Cuse and Lindelof stated that Nikki and Paulo served as a red herring as rumors were raised of an incoming character death, and the fanbase would expect this to happen to the newcomers "who were sort of just there all along" instead of a prominent and popular character as Eko. Juliet's message to Jack is an homage to Bob Dylan's video for "Subterranean Homesick Blues", where the musician flips cue cards while looking at the camera.

==Reception==
This episode attracted 16.07 million American viewers in its original broadcast on November 1, 2006, standing as the tenth most watched program of the week. In the United Kingdom, the episode had 1.247 million viewers, ranking third in multichannel shows after Ford Super Sunday and The Simpsons. In Canada, "The Cost of Living" had 1.15 million viewers, ranking as the 26th highest-rated program of the week.

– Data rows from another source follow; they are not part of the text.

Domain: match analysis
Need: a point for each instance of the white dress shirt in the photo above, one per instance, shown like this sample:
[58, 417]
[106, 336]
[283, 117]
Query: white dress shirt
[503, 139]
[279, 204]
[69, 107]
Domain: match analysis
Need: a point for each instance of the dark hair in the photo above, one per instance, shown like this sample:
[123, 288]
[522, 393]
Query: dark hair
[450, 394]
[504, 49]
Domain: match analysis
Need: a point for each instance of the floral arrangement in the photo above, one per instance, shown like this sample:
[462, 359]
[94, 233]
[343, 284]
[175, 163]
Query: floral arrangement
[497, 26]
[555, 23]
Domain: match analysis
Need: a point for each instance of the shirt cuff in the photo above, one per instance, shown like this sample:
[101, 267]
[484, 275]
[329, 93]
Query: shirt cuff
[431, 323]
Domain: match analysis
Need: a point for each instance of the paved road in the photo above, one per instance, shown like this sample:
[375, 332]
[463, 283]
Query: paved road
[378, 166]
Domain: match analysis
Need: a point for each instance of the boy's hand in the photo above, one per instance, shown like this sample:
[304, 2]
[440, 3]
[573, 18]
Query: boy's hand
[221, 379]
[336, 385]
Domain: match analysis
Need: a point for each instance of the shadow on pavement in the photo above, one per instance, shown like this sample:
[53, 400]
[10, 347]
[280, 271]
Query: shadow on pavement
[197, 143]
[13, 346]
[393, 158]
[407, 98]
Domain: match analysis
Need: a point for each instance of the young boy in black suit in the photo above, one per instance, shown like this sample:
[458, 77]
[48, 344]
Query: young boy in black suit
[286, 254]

Reviews were positive, though most critics found that the character of Eko was killed too soon in the show. Writing for Zap2it, Rick Porter said that while "The Cost of Living" was the best episode of season 3 thus far with "an illuminating flashback, some heavy island juju and a nice mix of the campers and the Others", the death of Eko removed from Lost "one of its most compelling characters and best actors, which just flat-out sucks." Kristin dos Santos of E! Online called Mr. Eko "the best character of the show", and was therefore very disappointed with his death. Christine Fenno of Entertainment Weekly stated that she would miss Adewale Akinnuoye-Agbaje, and found Juliet's message to be the best part of the episode, that like the rest of season three "answered a few questions (whose tumor?), raised a few questions (who's the eye-patch guy?), and ignored many long-standing questions (how did Yemi and Eko crash on the same island?)."

IGN's Chris Carabott ranked the episode 9.3 out of 10, saying it was "one of the series' best efforts" exploring the series' mythology and providing new paths, while also featuring Eko in "one of the most refreshing flashbacks that the series has produced thus far" and "a shocking confrontation" with the Smoke Monster. The reviewer still complained about Nikki and Paulo's participation, considering them "poorly developed" and giving "the sense that they are being shoehorned in". The website later ranked "The Cost of Living" as the 25th best episode of the series, saying that while early Season 3 "might have dragged a bit", "The Cost of Living" "saw the excitement and drama ramp up considerably. The only thing marring this otherwise excellent episode was the presence of Nikki and Paolo." On the other hand, a similar list by the Los Angeles Times ranked it 96th, considering that despite being "actually a pretty good piece of TV", the episode was "just marred by the fact that the show was forced into killing Mr. Eko, a character whose story was far from over."